What happens when I can’t afford a Mets ticket

How appropriate that a giant metal thing symbolizes my home burough

How appropriate that a giant metal thing symbolizes my home borough.

Attending a midweek afternoon baseball game is the height of unemployment decadence. I developed a taste for it after my 2008 layoff. Shea Stadium – the New York Mets‘ old home field – was only a few subway stops from my apartment. And an upper reserve seat behind home plate could be had for $5-$10 at game time. I would sit out in the sun with some peanuts and my iPod, watching millionaires run around. No one would bother me, or even sit next to me. Life was good for a few hours.

I realized yesterday that the Mets would be hosting the Atlanta Braves today, start time… 1:10. My secretary cleared my schedule; today became a day off. In other words, the responsible part of my brain yielded the captain’s chair to the slacker part. Warp speed ahead.

I rolled up to Citi Field (Federal Government Field?) about game time with tax dollars in my pocket. The sun glistened off the brand new stadium. The sidewalks were clean, particularly for Queens. The crowd outside was sparse, as expected; it was a Wednesday afternoon in May. As it turned out, everyone was stuck in one of the many 30-deep box office lines. I made it to the window eventually and asked the weary old lady behind the glass, “how much for the cheapest single ticket available?” She responded, “$92” – the exact amount Carlos Beltran earned in the time it took to read that sentence. All the cheaper seats were gone. I thanked her and turned away, mumbling something about how the new national pastime must be to f**k the little guy. Scalpers were nowhere to be found. On my way back toward the train, a Mets cheer went up from the crowd, followed by the faint clinking of champagne flutes and the wafting scent of escargot. I think they maybe played some baseball at some point too. But I can’t be sure.

It was too nice of a day to just go home. Besides, what kind of unemployed slacker bails on playing hooky? That would just be pathetic, an embarrassment to hardworking unemployed people everywhere. I wandered over to Flushing Meadows Park on the other side of the tracks. For those of you non-New Yorkers and outer borough-challenged Manhattanites, this is like Central Park for Queens, with litter replacing the flowers and ducks.

Multiple paths diverge from the entrance. I took the middle one (and that made no difference). It arced past a putting green and some public tennis courts, where a wheelchair-bound guy held his own, and through a sea of soccer fields. A few games were going on, one of them particularly contested. People in these parts love their soccer. Whenever roving bands of cheering men and their musical car horns take over the streets below our window, my wife and I just assume Colombia beat Peru or Ecuador or some other such national team.
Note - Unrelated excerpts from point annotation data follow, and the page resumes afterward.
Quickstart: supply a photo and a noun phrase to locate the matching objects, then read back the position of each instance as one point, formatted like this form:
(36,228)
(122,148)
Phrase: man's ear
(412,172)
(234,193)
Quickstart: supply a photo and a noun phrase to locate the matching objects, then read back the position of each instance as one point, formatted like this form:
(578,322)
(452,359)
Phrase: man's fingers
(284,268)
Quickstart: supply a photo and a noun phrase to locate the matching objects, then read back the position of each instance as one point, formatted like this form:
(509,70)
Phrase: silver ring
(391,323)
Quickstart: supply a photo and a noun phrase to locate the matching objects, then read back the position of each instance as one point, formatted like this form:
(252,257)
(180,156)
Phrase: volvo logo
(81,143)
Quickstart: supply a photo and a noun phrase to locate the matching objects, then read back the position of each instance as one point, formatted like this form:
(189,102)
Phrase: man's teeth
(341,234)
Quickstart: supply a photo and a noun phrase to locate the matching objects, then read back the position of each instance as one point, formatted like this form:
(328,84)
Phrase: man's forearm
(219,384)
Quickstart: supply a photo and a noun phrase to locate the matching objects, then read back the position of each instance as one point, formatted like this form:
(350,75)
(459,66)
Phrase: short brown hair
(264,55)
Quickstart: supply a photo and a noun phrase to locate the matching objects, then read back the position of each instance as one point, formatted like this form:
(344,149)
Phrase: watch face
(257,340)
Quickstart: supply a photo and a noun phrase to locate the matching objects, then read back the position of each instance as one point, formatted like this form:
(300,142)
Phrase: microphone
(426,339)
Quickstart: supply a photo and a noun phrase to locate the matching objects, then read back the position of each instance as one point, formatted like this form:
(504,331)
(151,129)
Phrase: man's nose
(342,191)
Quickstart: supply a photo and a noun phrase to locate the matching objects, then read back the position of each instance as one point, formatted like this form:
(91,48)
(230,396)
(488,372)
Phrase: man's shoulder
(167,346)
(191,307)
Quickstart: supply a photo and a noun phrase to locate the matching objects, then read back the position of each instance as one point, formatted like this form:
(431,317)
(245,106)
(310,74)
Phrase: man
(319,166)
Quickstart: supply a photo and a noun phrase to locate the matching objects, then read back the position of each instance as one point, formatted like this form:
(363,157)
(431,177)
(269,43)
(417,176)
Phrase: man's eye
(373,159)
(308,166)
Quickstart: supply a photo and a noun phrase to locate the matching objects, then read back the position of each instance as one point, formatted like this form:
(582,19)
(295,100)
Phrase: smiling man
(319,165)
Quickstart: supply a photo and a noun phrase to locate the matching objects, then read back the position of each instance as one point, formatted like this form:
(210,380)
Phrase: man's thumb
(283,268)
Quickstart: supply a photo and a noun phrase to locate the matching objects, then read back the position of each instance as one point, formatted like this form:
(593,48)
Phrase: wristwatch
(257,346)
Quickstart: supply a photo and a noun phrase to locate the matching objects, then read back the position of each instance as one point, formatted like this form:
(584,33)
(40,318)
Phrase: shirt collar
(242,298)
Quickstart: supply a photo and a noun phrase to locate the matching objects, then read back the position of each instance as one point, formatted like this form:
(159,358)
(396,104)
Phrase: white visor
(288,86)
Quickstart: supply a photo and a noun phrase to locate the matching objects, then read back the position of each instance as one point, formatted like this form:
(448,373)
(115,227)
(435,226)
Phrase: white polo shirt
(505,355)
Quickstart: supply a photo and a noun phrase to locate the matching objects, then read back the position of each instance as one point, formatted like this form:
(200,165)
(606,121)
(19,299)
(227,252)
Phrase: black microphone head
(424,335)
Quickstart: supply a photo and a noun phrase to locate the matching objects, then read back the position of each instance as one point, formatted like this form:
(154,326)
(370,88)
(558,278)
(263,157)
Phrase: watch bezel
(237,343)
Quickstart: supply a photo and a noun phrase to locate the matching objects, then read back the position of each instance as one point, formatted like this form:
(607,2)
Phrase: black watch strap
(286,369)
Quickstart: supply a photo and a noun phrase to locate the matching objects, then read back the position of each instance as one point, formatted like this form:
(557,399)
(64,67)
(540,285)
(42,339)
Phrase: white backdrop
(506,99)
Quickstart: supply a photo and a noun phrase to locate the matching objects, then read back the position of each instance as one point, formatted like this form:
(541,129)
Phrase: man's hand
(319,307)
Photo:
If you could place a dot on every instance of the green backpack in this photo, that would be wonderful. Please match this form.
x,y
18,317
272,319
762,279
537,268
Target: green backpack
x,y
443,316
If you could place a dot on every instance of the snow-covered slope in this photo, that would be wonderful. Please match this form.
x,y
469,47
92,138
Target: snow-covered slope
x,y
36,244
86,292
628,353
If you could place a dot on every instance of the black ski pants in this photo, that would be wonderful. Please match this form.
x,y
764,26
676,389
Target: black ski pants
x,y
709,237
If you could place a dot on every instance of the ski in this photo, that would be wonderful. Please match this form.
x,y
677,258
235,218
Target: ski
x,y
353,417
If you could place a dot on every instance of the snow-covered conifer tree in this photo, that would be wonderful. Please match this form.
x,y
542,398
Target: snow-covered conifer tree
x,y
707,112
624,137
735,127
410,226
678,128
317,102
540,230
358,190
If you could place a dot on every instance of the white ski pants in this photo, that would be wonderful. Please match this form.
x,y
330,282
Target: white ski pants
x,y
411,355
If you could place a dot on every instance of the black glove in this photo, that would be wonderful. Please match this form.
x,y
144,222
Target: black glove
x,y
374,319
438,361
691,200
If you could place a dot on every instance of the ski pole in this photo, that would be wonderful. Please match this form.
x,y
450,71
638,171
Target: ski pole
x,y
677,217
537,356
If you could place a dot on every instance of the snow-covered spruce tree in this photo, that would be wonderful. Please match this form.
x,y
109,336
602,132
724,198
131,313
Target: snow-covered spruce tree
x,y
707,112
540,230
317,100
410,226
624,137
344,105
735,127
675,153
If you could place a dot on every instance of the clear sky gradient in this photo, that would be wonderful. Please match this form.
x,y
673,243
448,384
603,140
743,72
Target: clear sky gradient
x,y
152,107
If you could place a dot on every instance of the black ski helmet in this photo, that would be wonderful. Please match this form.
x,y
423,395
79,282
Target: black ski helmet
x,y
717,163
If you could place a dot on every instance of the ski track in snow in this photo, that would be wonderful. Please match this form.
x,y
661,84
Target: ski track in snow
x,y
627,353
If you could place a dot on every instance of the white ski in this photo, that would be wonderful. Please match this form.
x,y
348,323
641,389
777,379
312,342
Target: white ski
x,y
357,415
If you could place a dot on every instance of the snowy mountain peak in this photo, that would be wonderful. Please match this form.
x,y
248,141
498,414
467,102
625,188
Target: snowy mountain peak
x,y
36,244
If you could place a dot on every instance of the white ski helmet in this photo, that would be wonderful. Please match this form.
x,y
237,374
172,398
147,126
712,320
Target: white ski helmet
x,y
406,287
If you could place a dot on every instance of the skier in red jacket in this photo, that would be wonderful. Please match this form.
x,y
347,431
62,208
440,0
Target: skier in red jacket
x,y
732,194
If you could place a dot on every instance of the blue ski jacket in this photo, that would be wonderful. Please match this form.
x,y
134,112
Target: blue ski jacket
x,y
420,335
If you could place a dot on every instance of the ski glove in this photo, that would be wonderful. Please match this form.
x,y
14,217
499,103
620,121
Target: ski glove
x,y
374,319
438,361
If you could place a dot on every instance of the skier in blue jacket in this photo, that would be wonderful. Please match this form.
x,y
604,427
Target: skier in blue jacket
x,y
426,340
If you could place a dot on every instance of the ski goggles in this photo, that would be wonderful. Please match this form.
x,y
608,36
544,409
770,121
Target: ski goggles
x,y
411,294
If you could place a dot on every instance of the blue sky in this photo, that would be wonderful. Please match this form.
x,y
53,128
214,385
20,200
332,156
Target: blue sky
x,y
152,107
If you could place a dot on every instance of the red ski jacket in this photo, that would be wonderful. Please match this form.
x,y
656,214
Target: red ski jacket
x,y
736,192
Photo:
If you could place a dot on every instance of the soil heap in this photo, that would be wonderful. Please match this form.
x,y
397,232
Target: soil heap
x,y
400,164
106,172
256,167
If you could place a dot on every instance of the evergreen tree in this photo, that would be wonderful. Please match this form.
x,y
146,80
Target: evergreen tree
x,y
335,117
Past the soccer fields, the park opens up into a series empty fountains and unkempt gardens and then becomes a lake.

I turned and headed up toward the Unisphere, built for the 1964-1965 World’s Fair to celebrate the beginning of the space age or the putting pictures of big stuff on crap to sell at gift shops age. I forget which. Some teenagers skateboarded in the empty fountain at its base, recording their tricks on video. A young kid rode his bike, trailed by his parents. No one else was around.

I strolled over to the Queens Museum of Art, on the far side of the Unisphere. The scale panorama of New York City and other exhibits could be seen for a $5 “suggested donation.” A friend of mine once paid his entrance to the Metropolitan with a button, but $5 seemed a fair enough price. I wandered through the panorama, looking for my current and previous New York apartments and various lesser landmarks, like the Statue of Liberty. Much of the museum was closed off to change exhibits, and deserted besides. I maybe saw 15 people, including staff, in an hour there.

Afterward, I proceeded up past the US Open tennis courts and across a field interspersed with trees and bushes. People slept in the shade. Some kids walked home from school. I thought about camping out on a bench to read or take a nap, and then decided against both. There’s no need to do it all at once. I have to space things out, ration myself. Unemployment might last awhile, judging by the last six months. I need all the slacking activities I can get, especially since weekday afternoon baseball games are no longer an option.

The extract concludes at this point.